• KANAL BERITA

Pengurus Bank Sampah Berlatih Buat Tas Belanja

Upaya Daur Ulang

Sejumlah pengurus bank sampah berlatih membuat kerajinan tas belanja berbahan perca, kain, dan potongan plastik di BLK Kota Magelang yang diadakan Dinas Lingkungan Hidup. (suaramerdeka.com/Asef Amani)
Sejumlah pengurus bank sampah berlatih membuat kerajinan tas belanja berbahan perca, kain, dan potongan plastik di BLK Kota Magelang yang diadakan Dinas Lingkungan Hidup. (suaramerdeka.com/Asef Amani)

MAGELANG, suaramerdeka.com – Ratusan pengurus bank sampah di seluruh Kota Magelang berlatih membuat tas belanja dan tas jinjing berbahan daur ulang sampah kain dan plastik. Hal ini seiring upaya Pemkot Magelang dalam mengurangi produksi sampah dan meningkatkan nilai tambah produk daur ulang (recycle).

Bertempat di Balai Latihan Kerja (BLK) Kota Magelang, total 120 peserta mengikuti pelatihan di bawah bimbingan pengurus bank sampah induk Kota Magelang. Selama dua hari, Selasa-Rabu (10-11/9) mereka berlatih membuat tas belanja dan tas jinjing.

Kabid Pengelolaan dan Penanganan Sampah Dinas Lingkungan Hidup (DLH) Kota Magelang, R Jaka Prawistara mengatakan, peserta tidak hanya dari pengurus bank sampah dari tingkat kota hingga rukun warga (RW) saja. Akan tetapi, ada juga pengurus bank sampah dari sekolah adiwiyata.

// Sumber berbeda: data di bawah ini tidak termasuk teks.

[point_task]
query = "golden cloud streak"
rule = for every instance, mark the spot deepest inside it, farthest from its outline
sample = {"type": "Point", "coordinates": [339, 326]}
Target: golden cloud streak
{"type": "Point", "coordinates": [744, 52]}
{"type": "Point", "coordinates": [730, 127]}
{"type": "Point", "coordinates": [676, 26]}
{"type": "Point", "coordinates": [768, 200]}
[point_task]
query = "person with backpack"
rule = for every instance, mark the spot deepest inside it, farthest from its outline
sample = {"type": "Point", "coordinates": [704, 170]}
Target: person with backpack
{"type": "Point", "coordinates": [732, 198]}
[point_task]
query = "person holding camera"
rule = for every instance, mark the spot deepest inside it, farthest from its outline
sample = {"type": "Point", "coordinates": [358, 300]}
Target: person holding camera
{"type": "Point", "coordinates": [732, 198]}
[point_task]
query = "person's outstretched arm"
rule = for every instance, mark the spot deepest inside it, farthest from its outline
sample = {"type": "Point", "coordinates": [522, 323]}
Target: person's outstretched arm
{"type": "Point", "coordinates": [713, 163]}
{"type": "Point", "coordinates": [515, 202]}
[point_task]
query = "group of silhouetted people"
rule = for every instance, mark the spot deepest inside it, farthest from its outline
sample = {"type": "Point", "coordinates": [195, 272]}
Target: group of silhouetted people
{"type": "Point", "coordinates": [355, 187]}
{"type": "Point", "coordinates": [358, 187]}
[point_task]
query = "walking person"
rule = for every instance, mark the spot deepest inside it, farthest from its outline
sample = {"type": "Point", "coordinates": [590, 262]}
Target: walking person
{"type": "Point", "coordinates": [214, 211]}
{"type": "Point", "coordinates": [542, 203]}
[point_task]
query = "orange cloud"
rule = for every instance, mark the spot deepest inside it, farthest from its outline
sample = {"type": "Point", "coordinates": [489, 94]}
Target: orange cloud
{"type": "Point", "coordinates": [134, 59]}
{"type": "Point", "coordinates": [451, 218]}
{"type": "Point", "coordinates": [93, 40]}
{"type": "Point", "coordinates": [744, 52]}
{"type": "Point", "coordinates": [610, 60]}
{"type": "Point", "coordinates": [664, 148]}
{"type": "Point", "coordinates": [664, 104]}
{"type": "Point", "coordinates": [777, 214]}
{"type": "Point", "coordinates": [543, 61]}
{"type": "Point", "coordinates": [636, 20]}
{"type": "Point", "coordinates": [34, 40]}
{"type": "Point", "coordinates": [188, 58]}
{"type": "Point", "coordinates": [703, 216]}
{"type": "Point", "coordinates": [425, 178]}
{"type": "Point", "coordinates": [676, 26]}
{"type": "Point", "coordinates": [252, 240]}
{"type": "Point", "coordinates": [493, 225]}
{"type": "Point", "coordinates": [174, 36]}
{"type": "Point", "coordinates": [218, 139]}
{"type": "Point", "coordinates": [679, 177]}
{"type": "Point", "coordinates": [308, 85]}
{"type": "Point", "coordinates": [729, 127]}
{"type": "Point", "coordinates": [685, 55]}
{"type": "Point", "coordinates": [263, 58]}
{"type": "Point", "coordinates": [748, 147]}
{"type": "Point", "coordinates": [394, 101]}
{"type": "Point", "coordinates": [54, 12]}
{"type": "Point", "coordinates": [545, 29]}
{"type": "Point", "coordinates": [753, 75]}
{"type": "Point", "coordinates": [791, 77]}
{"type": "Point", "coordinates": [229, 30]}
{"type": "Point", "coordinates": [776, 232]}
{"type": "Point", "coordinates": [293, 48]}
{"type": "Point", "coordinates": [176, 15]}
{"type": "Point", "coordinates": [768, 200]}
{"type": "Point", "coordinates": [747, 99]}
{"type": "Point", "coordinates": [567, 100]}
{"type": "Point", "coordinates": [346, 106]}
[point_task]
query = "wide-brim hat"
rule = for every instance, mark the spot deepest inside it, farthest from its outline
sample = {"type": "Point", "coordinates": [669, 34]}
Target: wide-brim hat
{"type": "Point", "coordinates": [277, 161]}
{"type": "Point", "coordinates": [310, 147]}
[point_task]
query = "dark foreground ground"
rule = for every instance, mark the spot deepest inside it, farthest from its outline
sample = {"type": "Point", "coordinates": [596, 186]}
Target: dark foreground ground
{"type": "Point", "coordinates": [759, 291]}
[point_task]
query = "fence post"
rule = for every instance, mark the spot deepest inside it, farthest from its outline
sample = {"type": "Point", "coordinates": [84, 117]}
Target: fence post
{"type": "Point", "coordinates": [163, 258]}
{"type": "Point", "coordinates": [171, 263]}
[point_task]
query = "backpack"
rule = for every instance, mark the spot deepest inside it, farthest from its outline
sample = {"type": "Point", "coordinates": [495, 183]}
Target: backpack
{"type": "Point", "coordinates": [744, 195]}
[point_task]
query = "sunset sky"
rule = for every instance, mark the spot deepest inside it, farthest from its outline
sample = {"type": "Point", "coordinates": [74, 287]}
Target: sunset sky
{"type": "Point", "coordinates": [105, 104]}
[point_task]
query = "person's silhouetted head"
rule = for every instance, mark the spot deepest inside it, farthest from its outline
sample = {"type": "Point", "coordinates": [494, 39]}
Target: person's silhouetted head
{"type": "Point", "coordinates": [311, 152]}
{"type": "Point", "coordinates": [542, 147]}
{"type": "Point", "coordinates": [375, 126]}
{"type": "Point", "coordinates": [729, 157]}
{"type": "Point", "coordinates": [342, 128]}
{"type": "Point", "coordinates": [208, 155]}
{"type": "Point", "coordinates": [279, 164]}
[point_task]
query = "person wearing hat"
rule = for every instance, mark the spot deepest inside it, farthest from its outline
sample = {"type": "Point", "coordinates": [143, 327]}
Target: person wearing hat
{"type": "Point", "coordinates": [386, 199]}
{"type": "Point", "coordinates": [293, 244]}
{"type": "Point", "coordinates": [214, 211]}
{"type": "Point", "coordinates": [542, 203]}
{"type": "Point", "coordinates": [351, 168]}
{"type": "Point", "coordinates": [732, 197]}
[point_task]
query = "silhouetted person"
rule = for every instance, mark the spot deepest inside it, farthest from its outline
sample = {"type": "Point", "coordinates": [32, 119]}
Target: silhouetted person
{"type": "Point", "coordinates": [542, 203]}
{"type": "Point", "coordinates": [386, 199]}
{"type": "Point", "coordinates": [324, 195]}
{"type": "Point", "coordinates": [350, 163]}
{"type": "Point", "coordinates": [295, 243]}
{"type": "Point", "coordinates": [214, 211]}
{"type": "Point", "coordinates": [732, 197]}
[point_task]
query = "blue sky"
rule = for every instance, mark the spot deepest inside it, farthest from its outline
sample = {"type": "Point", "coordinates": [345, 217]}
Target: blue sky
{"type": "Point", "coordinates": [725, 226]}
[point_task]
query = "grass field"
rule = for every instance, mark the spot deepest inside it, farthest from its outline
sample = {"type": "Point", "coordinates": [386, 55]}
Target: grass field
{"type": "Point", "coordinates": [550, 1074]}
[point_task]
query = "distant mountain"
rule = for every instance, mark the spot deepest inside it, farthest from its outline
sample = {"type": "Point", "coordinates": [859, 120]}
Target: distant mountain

“Kita bagi dua hari, pertama berlatih membuat tas jinjing berbahan perca, kain, dan potongan-potongan plastik mi instan serta kopi. Hari kedua berlatih membuat tas belanja juga dari bahan yang sama,” ujarnya di sela pelatihan, Rabu (11/9).

Dia menuturkan, penanganan sampah tidak sekadar memilah mana organik dan anorganik, tapi juga mampu mengolahnya menjadi produk yang bernilai. Kalau organik bisa diolah menjadi pupuk organik, sedangkan anorganik bisa didaur ulang menjadi kerajinan atau produk lain.

“Pengurus bank sampah harus memiliki kemampuan membuat produk kerajinan tersebut. Seperti tas jinjing dan tas belanja ini yang didaur ulang dari kain dan plastik. Tas ini bisa dilipat hingga berukuran kecil seperti laiknya gantungan kunci,” katanya.

Tidak hanya tas, katanya, untuk mempercantik penampilan dibuat pula boneka kecil agar ketika dilipat hingga ukuran kecil bisa seperti gantungan kunci yang cantik. Bentuknya bisa panda, ikan, atau hewan lucu lainnya.

“Kalau mau dipake, lipatan bisa dibuka dan akan terlihat bentuk tas. Ukuran bisa disesuaikan dengan kebutuhan, kalau tas belanja bisa lebih besar. Jadi, kalau kita ke pasar bisa bawa tas sendiri dari rumah yang membawanya sangat simpel, tinggal digantungkan saja di dompet,” jelasnya.

Kasi Penanganan Sampah DLH Kota Magelang, Widodo menambahkan, pelatihan seperti ini memang rutin diadakan tiap tahun dengan tema berbeda. Tujuannya mengurangi sampah dan menambah nilai ekonomis bagi pengurus bank sampah.

“Tas daur ulang ini memiliki potensi yang besar untuk dijual. Misalnya dibuat souvenir atau dijual secara daring dengan harga lumayan. Hasilnya bisa untuk menambah penghasilan keluarga,” paparnya, yang menyebutkan total bank sampah di Kota Magelang ada 57 unit.